Mais elle dissimula vivement son attirail. On venait de frapper à la porte.

— Je vous demande pardon, madame. Je sais qu’il est bientôt l’heure… Voulez-vous me permettre ?…

— Mais certainement, Mademoiselle.

— Et d’amener aussi ?…

— Ninette ?… Ah ! non, Mademoiselle.

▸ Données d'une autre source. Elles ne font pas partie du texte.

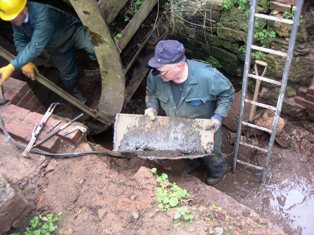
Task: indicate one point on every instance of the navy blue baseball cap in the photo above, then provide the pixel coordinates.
(167, 52)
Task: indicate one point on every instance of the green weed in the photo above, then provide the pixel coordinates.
(214, 62)
(41, 225)
(170, 195)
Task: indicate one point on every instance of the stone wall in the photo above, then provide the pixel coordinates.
(210, 30)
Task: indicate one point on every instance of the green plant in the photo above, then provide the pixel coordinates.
(134, 7)
(213, 61)
(40, 224)
(262, 35)
(183, 213)
(241, 4)
(259, 55)
(170, 195)
(290, 15)
(227, 4)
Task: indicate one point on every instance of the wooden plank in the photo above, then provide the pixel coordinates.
(135, 23)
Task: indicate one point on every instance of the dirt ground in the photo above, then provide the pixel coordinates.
(102, 195)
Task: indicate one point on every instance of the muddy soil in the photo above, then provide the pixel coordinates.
(287, 197)
(101, 195)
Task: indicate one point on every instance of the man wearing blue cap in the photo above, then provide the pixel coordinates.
(189, 89)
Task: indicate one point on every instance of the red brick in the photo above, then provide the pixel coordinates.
(33, 117)
(25, 99)
(13, 208)
(311, 90)
(309, 105)
(309, 97)
(10, 111)
(76, 137)
(33, 103)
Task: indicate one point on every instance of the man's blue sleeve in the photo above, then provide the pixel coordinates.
(44, 27)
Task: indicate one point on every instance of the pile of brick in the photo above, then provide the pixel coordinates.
(23, 112)
(307, 101)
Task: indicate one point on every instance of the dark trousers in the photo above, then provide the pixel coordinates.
(215, 164)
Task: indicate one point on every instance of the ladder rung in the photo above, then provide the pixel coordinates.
(250, 165)
(254, 147)
(270, 51)
(264, 79)
(266, 106)
(274, 18)
(256, 127)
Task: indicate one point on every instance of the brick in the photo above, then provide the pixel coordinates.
(311, 90)
(8, 111)
(307, 104)
(13, 207)
(309, 97)
(25, 99)
(76, 137)
(32, 104)
(33, 117)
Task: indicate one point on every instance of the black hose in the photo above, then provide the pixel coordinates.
(65, 155)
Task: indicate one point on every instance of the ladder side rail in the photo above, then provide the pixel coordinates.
(247, 63)
(284, 84)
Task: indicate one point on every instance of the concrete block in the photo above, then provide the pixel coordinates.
(166, 136)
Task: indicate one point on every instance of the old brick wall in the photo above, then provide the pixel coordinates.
(213, 33)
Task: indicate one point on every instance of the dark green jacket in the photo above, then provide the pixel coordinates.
(206, 92)
(51, 29)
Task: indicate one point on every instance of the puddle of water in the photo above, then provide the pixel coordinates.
(288, 203)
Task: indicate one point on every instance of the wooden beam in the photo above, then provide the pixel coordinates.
(135, 23)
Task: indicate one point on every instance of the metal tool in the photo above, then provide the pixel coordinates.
(57, 131)
(38, 128)
(76, 128)
(54, 126)
(3, 100)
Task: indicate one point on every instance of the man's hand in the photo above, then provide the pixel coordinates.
(151, 113)
(5, 73)
(214, 123)
(30, 70)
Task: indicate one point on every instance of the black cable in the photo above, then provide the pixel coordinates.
(65, 155)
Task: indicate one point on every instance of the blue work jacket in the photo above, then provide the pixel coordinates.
(50, 29)
(206, 92)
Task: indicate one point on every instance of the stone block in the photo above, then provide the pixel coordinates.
(15, 89)
(232, 35)
(14, 209)
(228, 60)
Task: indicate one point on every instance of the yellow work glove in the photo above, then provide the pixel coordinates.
(5, 73)
(151, 113)
(30, 70)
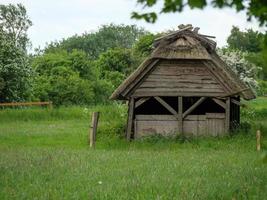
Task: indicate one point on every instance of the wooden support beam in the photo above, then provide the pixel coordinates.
(219, 102)
(167, 106)
(227, 115)
(93, 129)
(236, 102)
(189, 110)
(141, 101)
(180, 115)
(130, 119)
(258, 139)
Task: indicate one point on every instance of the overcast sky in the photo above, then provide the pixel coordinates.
(57, 19)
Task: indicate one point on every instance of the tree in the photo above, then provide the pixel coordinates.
(107, 37)
(253, 8)
(76, 60)
(14, 22)
(249, 40)
(63, 87)
(64, 77)
(144, 46)
(15, 71)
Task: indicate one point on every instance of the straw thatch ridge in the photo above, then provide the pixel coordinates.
(185, 43)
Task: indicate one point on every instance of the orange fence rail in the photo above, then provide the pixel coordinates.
(48, 103)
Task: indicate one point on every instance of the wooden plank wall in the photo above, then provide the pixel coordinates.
(178, 78)
(193, 125)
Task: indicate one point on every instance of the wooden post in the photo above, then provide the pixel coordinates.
(180, 115)
(258, 139)
(227, 115)
(130, 119)
(93, 129)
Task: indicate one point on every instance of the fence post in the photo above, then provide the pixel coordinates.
(93, 129)
(258, 139)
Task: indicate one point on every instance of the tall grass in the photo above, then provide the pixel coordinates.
(44, 154)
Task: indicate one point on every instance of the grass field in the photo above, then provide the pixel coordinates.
(44, 155)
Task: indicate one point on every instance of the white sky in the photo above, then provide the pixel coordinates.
(57, 19)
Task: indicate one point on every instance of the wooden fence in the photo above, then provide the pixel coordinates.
(15, 104)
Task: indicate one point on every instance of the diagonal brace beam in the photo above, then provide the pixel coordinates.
(167, 106)
(141, 101)
(189, 110)
(219, 102)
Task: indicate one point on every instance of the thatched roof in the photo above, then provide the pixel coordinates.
(186, 43)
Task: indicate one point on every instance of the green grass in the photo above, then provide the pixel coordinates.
(44, 155)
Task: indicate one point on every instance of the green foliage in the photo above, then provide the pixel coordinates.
(144, 46)
(248, 40)
(253, 8)
(253, 44)
(262, 89)
(114, 65)
(45, 155)
(237, 61)
(15, 72)
(14, 22)
(107, 37)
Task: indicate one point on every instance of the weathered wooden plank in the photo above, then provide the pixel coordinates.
(180, 115)
(162, 84)
(236, 102)
(146, 128)
(227, 115)
(170, 70)
(173, 93)
(141, 101)
(219, 102)
(196, 104)
(215, 73)
(130, 119)
(215, 126)
(180, 90)
(140, 78)
(169, 118)
(158, 78)
(215, 115)
(167, 106)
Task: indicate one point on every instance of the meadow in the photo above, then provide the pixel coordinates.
(44, 154)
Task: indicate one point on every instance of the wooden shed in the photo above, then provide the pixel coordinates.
(183, 87)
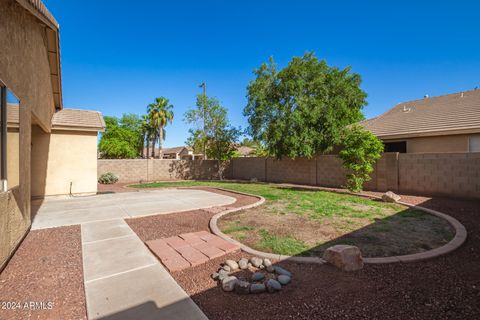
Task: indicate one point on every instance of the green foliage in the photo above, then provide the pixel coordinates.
(361, 149)
(302, 109)
(122, 138)
(108, 178)
(160, 113)
(211, 129)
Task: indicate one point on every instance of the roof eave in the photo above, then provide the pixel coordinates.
(430, 133)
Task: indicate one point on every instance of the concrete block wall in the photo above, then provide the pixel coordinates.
(137, 170)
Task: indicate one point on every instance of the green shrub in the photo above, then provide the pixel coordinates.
(361, 149)
(108, 178)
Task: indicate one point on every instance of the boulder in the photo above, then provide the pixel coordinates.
(273, 285)
(256, 262)
(232, 264)
(257, 288)
(228, 284)
(344, 257)
(242, 287)
(389, 196)
(243, 263)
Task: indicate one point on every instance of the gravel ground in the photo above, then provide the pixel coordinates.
(447, 287)
(47, 268)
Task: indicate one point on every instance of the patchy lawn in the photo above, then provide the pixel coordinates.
(306, 222)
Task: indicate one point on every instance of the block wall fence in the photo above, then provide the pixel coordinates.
(442, 174)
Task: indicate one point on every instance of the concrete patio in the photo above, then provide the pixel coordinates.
(122, 278)
(77, 210)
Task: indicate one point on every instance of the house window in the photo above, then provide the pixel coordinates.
(474, 144)
(399, 146)
(9, 139)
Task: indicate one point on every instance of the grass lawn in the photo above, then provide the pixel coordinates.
(306, 222)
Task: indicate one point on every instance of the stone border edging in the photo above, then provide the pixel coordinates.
(457, 241)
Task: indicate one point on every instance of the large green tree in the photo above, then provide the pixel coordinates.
(160, 113)
(211, 129)
(301, 110)
(122, 138)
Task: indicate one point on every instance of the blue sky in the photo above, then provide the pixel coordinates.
(118, 56)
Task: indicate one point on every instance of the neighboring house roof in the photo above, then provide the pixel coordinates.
(455, 113)
(52, 42)
(245, 151)
(66, 119)
(75, 119)
(174, 150)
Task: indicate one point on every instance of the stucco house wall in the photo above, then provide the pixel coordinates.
(25, 69)
(65, 163)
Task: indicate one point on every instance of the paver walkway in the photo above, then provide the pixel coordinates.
(123, 279)
(62, 212)
(190, 249)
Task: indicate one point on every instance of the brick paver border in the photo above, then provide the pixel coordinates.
(457, 241)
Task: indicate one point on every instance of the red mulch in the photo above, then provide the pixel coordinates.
(447, 287)
(47, 267)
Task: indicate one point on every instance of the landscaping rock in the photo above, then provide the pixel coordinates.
(389, 196)
(242, 287)
(258, 276)
(267, 262)
(344, 257)
(282, 271)
(256, 262)
(228, 284)
(232, 264)
(273, 285)
(243, 263)
(257, 288)
(283, 279)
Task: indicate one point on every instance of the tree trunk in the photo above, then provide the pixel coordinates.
(160, 142)
(153, 145)
(147, 139)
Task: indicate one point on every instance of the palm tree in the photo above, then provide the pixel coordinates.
(160, 113)
(146, 133)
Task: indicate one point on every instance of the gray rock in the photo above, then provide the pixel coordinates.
(256, 262)
(283, 279)
(232, 264)
(228, 284)
(389, 196)
(222, 276)
(243, 263)
(273, 285)
(258, 276)
(267, 262)
(280, 270)
(242, 287)
(344, 257)
(257, 288)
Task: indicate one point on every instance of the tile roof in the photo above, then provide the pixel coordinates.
(40, 8)
(448, 114)
(66, 119)
(76, 119)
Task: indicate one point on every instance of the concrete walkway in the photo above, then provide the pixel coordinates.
(123, 279)
(70, 211)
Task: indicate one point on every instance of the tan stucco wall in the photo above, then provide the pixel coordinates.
(454, 143)
(61, 158)
(13, 158)
(24, 68)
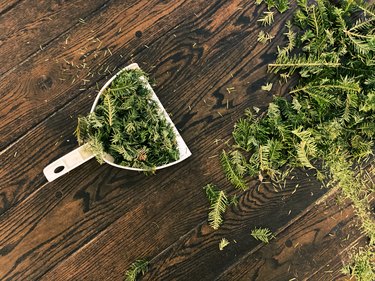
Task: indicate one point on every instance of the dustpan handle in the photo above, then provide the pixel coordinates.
(67, 163)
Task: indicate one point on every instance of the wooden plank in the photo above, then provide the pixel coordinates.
(28, 27)
(312, 248)
(34, 240)
(205, 98)
(7, 5)
(196, 255)
(52, 78)
(19, 182)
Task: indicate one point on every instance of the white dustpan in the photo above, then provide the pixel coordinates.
(81, 154)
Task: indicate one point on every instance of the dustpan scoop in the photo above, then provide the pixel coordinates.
(82, 154)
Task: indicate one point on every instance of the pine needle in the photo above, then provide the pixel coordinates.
(262, 234)
(223, 243)
(218, 204)
(234, 169)
(136, 269)
(264, 37)
(267, 19)
(267, 87)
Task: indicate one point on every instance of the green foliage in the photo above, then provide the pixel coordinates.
(223, 243)
(262, 234)
(267, 19)
(264, 37)
(328, 118)
(128, 125)
(362, 266)
(136, 269)
(218, 204)
(280, 5)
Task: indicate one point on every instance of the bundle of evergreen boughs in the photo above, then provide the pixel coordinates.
(128, 125)
(326, 123)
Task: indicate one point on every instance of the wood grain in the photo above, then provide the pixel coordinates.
(29, 26)
(205, 101)
(93, 223)
(17, 186)
(314, 247)
(198, 251)
(52, 78)
(87, 212)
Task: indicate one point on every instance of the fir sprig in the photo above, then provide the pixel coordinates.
(267, 19)
(234, 167)
(218, 204)
(136, 269)
(262, 234)
(128, 125)
(362, 267)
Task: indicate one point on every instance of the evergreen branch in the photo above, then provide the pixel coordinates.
(218, 204)
(368, 11)
(109, 108)
(262, 234)
(345, 84)
(302, 155)
(291, 41)
(234, 169)
(136, 269)
(362, 267)
(267, 87)
(264, 37)
(223, 243)
(267, 19)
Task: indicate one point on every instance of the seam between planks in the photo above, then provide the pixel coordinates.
(45, 45)
(10, 7)
(283, 228)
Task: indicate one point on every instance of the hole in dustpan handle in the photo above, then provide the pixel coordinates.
(67, 163)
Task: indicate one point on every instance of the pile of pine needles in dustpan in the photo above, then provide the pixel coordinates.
(128, 125)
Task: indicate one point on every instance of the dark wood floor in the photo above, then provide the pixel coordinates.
(94, 222)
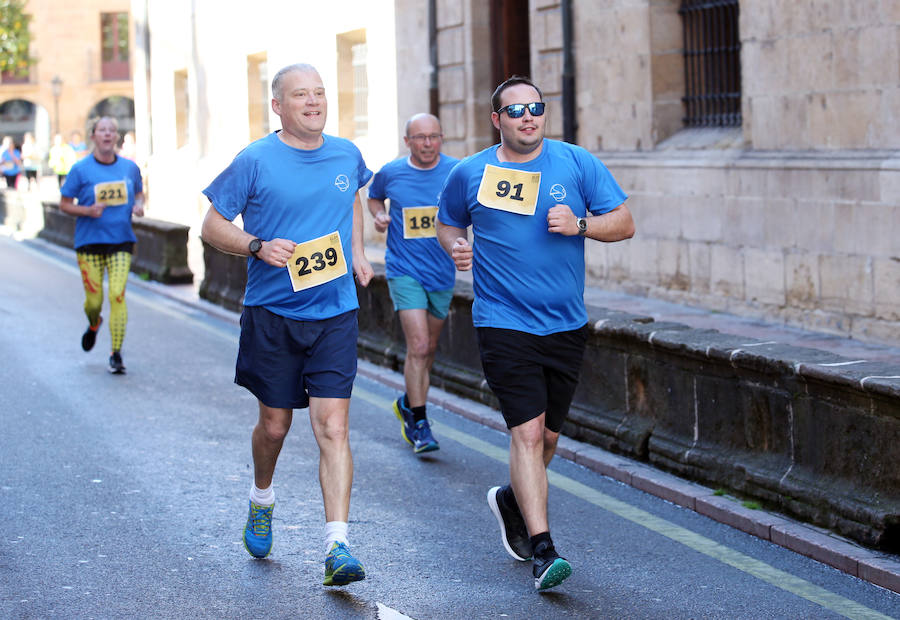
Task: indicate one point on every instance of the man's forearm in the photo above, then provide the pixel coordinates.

Ce n’est pas un spectacle pour les enfants.

Elle refusait, du même air de dignité sucrée avec lequel elle eût interdit à ma fille un Guignol au-dessus de son âge. Il n’y a vraiment que les femmes de cette espèce pour tancer haut l’inconvenance, protéger les mœurs.

— Non, pas Ninette… répéta-t-elle. Mais vous, Mademoiselle, bien volontiers. D’autant que ces émotions me tuent, et que je ne pourrai faire l’effort d’assister à la séparation définitive. Alors, à défaut de mon père, que j’avais prié de me remplacer, mais qui est retenu…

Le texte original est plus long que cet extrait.